Calumet Quarter 2024: The Power of Place
Through a concatenation of cultural practices, social relations and economic processes—all within the indomitable crucible of nature—people don’t just create places, they produce vastly different sorts of places: urban and rural, towns, cities, neighborhoods and villages and their myriad interconnections. This rich geographical tapestry is reason enough for the juggernaut of global tourism.
At the University of Chicago, we study places because of their intrinsic interest but perhaps more importantly, we study places to learn what it means to be human. During Spring 2024, students can embark on this intellectual journey in an immersive learning experience called the “Calumet Quarter.” Through three linked courses, students will take a deep dive into the very specific historical geography of the Calumet region south and east of Chicago and, along the way, gain insights and analytical skills relevant to understanding other places: we develop an approach to place and learn its power. The Calumet Quarter is a collaboration between Chicago Studies and the Committee on Environment, Geography and Urbanization.
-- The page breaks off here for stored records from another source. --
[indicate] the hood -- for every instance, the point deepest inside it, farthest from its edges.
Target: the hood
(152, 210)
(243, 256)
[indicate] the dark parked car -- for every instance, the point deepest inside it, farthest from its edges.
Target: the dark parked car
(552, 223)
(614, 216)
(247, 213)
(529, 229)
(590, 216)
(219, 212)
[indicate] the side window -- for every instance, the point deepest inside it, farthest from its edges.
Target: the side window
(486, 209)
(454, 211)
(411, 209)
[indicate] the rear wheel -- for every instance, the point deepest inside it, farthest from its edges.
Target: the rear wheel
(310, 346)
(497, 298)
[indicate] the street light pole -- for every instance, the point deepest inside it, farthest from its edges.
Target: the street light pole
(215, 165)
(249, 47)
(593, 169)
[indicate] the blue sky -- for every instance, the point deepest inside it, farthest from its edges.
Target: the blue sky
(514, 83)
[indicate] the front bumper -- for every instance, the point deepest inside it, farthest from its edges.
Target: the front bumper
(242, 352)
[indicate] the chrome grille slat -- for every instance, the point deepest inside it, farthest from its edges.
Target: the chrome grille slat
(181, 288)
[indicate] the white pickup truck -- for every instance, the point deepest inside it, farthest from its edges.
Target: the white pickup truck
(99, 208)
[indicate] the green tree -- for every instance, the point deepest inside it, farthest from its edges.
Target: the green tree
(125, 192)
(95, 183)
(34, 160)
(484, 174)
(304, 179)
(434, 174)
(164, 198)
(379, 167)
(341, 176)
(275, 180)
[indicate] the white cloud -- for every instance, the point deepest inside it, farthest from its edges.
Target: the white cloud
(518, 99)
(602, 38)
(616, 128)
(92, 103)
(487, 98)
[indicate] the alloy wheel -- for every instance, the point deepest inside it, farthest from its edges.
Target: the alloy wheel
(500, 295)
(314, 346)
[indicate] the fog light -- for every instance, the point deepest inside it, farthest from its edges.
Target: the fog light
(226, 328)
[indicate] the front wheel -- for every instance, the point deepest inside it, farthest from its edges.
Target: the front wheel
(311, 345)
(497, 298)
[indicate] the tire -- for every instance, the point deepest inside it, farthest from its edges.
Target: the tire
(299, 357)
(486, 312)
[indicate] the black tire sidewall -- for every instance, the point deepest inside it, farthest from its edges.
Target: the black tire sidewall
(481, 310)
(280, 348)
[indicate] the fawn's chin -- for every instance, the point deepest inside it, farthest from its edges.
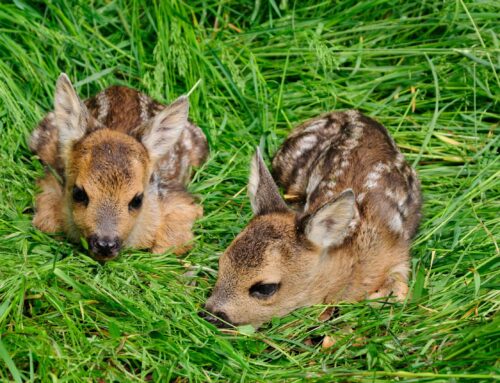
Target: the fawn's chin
(104, 258)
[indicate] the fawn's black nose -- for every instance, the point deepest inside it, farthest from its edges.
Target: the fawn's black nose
(104, 247)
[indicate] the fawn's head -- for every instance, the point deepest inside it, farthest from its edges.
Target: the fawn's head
(272, 266)
(107, 172)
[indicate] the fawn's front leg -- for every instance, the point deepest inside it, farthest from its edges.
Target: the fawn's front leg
(49, 205)
(175, 229)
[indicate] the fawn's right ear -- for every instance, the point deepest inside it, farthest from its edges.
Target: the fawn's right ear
(71, 114)
(264, 195)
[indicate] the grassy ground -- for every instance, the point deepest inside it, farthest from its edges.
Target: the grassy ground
(428, 70)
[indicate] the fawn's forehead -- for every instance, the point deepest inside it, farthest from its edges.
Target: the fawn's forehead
(250, 247)
(111, 158)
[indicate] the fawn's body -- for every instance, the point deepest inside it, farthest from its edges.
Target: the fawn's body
(357, 207)
(117, 167)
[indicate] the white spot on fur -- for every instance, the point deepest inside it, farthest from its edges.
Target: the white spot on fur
(396, 223)
(373, 177)
(361, 197)
(315, 126)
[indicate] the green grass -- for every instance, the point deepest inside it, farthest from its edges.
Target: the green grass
(428, 70)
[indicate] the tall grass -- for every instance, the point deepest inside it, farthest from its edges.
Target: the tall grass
(428, 70)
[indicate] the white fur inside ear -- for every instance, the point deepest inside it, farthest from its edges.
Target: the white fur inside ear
(165, 128)
(253, 181)
(329, 226)
(70, 113)
(262, 190)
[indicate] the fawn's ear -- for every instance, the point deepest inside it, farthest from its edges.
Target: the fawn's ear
(262, 190)
(329, 225)
(163, 130)
(71, 114)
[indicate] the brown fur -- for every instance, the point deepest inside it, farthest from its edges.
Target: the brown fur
(115, 146)
(358, 206)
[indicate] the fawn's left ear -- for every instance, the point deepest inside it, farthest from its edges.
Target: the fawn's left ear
(71, 114)
(329, 226)
(262, 190)
(163, 130)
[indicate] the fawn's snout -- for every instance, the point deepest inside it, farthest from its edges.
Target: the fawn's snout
(104, 248)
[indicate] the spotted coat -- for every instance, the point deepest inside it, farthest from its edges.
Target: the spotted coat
(342, 150)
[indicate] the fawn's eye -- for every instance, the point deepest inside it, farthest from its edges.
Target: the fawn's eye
(80, 196)
(136, 202)
(263, 290)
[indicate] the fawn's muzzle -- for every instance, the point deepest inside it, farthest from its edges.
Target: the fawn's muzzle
(104, 248)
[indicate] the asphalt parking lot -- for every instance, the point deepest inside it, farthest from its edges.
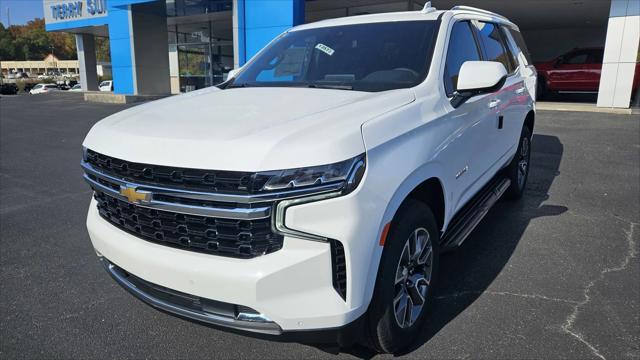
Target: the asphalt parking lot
(553, 276)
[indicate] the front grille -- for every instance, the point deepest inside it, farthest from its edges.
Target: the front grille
(227, 237)
(339, 268)
(228, 182)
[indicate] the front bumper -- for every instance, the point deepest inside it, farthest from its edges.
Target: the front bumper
(293, 287)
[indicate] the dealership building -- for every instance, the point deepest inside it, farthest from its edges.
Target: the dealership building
(160, 47)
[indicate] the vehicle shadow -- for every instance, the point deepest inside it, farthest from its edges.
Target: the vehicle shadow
(468, 271)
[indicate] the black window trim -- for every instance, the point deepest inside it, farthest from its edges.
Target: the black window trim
(483, 52)
(527, 55)
(512, 56)
(476, 40)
2024 CALUMET QUARTER COURSES
Planning for Land and Life in the Calumet
CEGU 26366, ENST 26366, CHST 26366, PBPL 26366
The course considers the global phenomenon of so-called cultural and historical “heritage sites” and explores the processes and rationales through which vastly different sorts of places earn that designation. Within that context, students will analyze the sustained effort to create a “Calumet National Heritage Area” in the southern reaches of Chicago and adjacent northwestern Indiana comprised of diverse landscapes, people and their often contentious histories.
Objects, Place and Power
Taught by Jessica Landau | CEGU 26367, ENST 26367, CHST 26367
Objects are not only formed and interpreted through ideas of place and power, but also shape place and identity. This course looks at how material culture has, in part, formed understandings of the Calumet. Through methods drawn from art history and museum studies, we will look closely at objects, collections, and institutions in the region to analyze the power and politics of representation in placemaking.
Environmental Transitions and Unnatural Histories
Taught by Mary Beth Pudup | CEGU 26368, ENST 26368, CHST 26368
The course considers changes wrought in the natural landscape of the greater Calumet region beginning with indigenous Potawatomi and their forced removal. Students will examine how the Calumet’s natural environment became collateral damage of the industrial capitalism that transformed the region into an economic powerhouse and explore efforts to rehabilitate the Calumet’s rich biodiversity, identifying the challenges and achievements of this most recent environmental transition.